En ce qui concerne la perte de chance :
3. Dans le cas où la faute commise lors de la prise en charge ou le traitement d'un patient dans un établissement public hospitalier a compromis ses chances d'obtenir une amélioration de son état de santé ou d'échapper à son aggravation, le préjudice résultant directement de la faute commise par l'établissement et qui doit être intégralement réparé n'est pas le dommage corporel constaté, mais la perte de chance que ce dommage soit advenu. La réparation qui incombe à l'hôpital doit alors être évaluée à une fraction du dommage corporel déterminée en fonction de l'ampleur de la chance perdue.
4. Il résulte de l'instruction, notamment du rapport d'expertise précité, que le retard fautif dont Mme A a été victime lui a fait perdre une chance d'éviter l'aggravation du dommage, dont l'ampleur doit être évaluée à 50 %.

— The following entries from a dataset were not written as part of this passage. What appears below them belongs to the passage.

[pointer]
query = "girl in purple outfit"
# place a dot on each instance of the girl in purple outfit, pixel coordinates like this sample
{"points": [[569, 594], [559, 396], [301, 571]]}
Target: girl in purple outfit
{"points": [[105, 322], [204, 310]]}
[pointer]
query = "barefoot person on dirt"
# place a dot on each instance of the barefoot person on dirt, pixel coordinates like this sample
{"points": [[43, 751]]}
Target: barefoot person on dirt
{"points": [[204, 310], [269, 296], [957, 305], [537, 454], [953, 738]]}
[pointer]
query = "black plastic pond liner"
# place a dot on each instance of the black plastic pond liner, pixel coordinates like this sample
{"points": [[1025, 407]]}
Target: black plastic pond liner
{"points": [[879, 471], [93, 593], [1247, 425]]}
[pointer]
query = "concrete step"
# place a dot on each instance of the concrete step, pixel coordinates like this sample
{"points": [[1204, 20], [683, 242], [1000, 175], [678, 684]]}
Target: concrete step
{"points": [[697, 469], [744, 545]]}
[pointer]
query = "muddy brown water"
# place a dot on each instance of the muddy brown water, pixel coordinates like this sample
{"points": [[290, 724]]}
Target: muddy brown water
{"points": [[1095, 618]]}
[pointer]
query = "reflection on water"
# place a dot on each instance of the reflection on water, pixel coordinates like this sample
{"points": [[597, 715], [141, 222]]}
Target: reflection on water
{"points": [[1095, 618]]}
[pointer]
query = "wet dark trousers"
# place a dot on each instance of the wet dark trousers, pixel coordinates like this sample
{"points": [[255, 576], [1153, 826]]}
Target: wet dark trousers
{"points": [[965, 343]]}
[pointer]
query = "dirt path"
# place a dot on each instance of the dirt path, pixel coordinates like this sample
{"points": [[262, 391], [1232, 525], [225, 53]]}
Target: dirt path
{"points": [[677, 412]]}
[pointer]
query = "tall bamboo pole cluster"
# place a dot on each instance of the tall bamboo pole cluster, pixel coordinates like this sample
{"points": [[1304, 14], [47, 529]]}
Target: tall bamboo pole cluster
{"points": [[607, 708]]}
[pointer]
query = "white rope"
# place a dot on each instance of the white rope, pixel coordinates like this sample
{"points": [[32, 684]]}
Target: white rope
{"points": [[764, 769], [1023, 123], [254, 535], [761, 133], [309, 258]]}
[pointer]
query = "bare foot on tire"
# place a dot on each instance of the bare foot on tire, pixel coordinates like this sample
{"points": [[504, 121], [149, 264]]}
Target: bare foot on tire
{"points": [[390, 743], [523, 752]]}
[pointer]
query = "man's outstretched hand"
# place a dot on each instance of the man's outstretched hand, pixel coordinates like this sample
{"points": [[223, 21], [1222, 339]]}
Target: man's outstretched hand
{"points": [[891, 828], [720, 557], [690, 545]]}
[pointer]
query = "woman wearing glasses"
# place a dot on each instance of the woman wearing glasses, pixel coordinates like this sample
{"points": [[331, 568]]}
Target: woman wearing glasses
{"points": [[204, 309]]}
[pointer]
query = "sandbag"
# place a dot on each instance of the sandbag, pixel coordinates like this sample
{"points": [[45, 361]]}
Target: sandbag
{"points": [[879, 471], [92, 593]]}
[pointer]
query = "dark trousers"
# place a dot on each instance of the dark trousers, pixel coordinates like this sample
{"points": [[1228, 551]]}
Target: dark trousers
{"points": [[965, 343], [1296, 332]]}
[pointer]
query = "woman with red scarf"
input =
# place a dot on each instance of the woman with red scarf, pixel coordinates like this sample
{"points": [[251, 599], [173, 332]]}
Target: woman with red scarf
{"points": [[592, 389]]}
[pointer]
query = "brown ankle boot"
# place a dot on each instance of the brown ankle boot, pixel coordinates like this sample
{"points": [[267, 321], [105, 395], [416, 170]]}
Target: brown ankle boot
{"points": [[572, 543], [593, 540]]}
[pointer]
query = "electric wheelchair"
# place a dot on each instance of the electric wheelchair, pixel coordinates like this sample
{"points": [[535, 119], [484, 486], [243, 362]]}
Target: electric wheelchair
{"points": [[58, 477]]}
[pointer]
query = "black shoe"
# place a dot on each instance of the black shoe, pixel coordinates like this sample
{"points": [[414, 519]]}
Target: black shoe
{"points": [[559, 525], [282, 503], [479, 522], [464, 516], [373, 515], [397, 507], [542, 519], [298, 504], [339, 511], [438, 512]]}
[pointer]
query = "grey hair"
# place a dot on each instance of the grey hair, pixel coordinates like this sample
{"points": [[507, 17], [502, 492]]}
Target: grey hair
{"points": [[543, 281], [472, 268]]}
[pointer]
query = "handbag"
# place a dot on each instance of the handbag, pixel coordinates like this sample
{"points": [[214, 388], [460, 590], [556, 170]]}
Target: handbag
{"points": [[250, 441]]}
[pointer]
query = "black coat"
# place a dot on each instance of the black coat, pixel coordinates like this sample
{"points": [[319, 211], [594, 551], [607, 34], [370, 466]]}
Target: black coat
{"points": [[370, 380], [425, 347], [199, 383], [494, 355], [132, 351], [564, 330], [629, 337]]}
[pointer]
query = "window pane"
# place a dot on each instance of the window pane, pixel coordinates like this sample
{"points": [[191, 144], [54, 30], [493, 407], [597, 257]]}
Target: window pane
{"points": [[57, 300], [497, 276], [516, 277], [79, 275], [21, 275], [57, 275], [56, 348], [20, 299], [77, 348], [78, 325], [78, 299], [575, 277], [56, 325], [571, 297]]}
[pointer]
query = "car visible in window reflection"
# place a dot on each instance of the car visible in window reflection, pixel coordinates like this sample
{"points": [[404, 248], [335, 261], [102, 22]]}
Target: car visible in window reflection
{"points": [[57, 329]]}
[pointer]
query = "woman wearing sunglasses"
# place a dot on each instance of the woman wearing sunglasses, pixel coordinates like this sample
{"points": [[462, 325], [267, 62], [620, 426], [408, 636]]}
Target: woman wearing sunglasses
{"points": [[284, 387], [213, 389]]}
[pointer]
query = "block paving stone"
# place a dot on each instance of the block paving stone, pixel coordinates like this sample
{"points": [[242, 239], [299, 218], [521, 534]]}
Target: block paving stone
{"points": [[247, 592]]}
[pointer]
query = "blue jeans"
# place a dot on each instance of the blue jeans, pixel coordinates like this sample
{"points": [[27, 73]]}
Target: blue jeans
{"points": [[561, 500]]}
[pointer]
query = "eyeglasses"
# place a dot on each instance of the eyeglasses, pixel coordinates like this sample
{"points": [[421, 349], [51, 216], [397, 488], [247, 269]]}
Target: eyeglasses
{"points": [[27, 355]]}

Sur l'évaluation des préjudices de Mme A :
En ce qui concerne les préjudices à caractère patrimonial :
S'agissant des dépenses de santé :
5. Si Mme A soutient qu'elle a engagé des dépenses de santé intitulées " frais médicaux et divers " pour un montant de 15 210,73 euros ainsi que des " frais de psychologue " pour un montant de 1 770 euros et des " frais dentaires " pour un montant de 2 238,63 euros, elle n'apporte aucun élément permettant d'établir que lesdites dépenses seraient en lien direct et certain avec la faute commise par le centre hospitalier, le rapport d'expertise n'ayant pas, par ailleurs, retenu la nécessité de tels soins. Dans ces conditions, les dépenses alléguées par Mme A ne peuvent être prises en compte pour l'évaluation du poste de préjudice afférent aux dépenses de santé. De son côté, la caisse primaire d'assurance maladie de la Haute-Garonne justifie avoir engagé pour le compte de son assurée des dépenses d'hospitalisation, des frais médicaux et pharmaceutiques pour un montant de 523 217,29 euros ainsi que des frais de transport médicaux pour un montant de 535,64 euros. Il résulte de ce qui précède que le montant total du préjudice constitué par les dépenses de santés actuelles s'élève à la somme de 523 752,93 euros. La perte de chance de subir le préjudice étant fixée à 50%, le préjudice indemnisable s'élève à la moitié du préjudice total, soit 261 876,46 euros. Aucune des dépenses de santé évaluées n'étant resté à la charge de la victime, il y a lieu d'attribuer l'intégralité de la somme de 261 876,46 euros à la caisse primaire d'assurance maladie.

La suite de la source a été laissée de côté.